My Tech Life

Memo by a Japanese Software Developer in his late 50s.

decoding mail headers in python

Memo on decoding the email header.

Using the sender/from address as an example.

 

from email.header import decode_header

 

decoded = decode_header(message['from'])

outstr = decoded[0][0].decode(decoded[0][1])

 

# sample: decoded[0][0]

# b'LinkedIn\xe3\x82\xb3\xe3\x83\xb3\xe3\x82\xbf\xe3\x82\xaf\xe3\x83\x88'

# sample: decoded[0][1]

# utf-8

# sample: outstr

# LinkedInコンタクト

 

Here's two print codes.

Below seems more regular, but during debugging, exceptions occurred, so I opted for the UTF-8 specified method above to observe the situation.

 

print(i, outstr.encode('utf-8', errors='replace').decode('utf-8'))

print(outstr.encode(sys.stdout.encoding, errors='replace').decode(sys.stdout.encoding))

 

Here's a summary:

The argument 'i' is an optional index number for only display purposes.
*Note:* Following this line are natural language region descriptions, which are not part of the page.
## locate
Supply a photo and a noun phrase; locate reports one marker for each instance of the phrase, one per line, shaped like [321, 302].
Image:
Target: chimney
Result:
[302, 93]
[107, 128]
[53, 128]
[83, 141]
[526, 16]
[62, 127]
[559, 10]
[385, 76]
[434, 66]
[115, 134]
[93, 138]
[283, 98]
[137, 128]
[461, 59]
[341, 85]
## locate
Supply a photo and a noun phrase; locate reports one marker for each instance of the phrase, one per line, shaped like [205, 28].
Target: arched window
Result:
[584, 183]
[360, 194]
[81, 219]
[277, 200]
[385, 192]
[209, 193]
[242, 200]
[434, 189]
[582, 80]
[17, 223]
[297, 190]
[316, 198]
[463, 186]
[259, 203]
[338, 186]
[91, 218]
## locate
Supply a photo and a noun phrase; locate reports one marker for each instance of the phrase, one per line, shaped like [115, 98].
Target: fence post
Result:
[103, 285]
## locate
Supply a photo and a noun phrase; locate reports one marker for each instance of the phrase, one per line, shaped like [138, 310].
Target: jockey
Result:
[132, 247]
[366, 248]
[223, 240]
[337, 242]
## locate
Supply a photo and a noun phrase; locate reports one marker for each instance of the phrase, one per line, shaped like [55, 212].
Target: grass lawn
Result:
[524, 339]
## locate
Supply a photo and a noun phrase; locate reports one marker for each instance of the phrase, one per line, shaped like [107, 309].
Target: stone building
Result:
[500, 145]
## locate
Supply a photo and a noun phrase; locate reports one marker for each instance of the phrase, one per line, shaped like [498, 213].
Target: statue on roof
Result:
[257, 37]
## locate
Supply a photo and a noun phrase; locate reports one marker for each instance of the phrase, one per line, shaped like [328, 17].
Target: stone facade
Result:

The reason for separating exception handling of the decoding and output parts is

that there are quite a few exceptions occurring during decoding,

so if combined, it would stop processing before reaching the output stage.

 

def print_decoded_item(i, instr):
    outstr = instr
    try:
        decoded = decode_header(instr)
        outstr = decoded[0][0].decode(decoded[0][1])
    except Exception as e:
        pass

    try:
        print(i, outstr.encode('utf-8', errors='replace').decode('utf-8'))
    except Exception as e:
        pass